- The Washington Times - Wednesday, July 6, 2011

Sens. Jim Webb and Mark Warner have introduced legislation to lift a moratorium on drilling off the Virginia coast enacted by President Obama after last year’s oil rig explosion in the Gulf of Mexico.

The bill from the Virginia Democrats would allow oil and natural gas exploration and production and direct half of any leasing revenues to be paid to Virginia to support a range of projects including land and water conservation, clean energy development, transportation and other infrastructure improvements in the state.

Virginia was set to become one of the first East coast states to drill offshore for oil and natural gas.

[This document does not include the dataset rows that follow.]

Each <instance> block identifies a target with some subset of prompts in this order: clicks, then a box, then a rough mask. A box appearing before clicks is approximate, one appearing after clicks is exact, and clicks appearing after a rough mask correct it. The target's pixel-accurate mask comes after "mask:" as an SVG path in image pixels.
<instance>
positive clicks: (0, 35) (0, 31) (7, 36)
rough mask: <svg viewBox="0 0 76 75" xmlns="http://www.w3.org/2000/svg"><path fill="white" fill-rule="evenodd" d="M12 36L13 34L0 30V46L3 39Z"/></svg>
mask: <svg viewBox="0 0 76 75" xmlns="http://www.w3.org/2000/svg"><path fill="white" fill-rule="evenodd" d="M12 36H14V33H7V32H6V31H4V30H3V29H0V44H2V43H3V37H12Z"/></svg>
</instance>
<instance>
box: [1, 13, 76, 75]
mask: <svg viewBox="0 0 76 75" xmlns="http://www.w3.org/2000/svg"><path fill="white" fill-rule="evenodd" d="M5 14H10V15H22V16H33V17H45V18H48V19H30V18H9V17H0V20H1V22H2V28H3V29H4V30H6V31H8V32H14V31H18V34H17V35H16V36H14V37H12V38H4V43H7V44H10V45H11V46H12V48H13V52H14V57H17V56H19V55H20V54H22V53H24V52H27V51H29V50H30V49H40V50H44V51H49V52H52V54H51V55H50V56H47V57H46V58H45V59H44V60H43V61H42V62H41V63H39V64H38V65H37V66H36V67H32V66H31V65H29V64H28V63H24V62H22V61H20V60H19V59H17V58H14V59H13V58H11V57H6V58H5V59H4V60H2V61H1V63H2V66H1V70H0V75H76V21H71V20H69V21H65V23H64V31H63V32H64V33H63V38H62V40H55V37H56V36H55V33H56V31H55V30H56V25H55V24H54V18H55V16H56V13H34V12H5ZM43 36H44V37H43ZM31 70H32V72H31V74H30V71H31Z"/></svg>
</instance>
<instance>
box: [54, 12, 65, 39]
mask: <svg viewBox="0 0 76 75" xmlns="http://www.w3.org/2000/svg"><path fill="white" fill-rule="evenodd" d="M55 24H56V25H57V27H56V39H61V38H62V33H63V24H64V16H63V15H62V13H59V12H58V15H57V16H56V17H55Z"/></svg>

But after the Deepwater Horizon oil rig exploded in April 2010, spewing millions of gallons of oil into the gulf, Mr. Obama pulled the plug on a lease sale planned for 2012.

“Opening up and expanding Virginia’s offshore resources to responsible natural gas and oil exploration holds significant promise for boosting needed domestic energy production, while bolstering the commonwealth’s economy,” Mr. Webb said.

The U.S. will import almost 10 million barrels a day of crude oil and refined petroleum products in 2011, which is about half of all U.S. fuel consumption, according to forecasts by the U.S. Energy Information Administration.

“We should not be sending hundreds of billions of dollars each year to oil-producing countries that do not like us,” Mr. Warner said. “Senator Webb and I firmly believe that Virginians should benefit from any energy resources that are developed off of our coast, and our legislation specifically requires the federal government to make reasonable royalty payments to the Commonwealth.”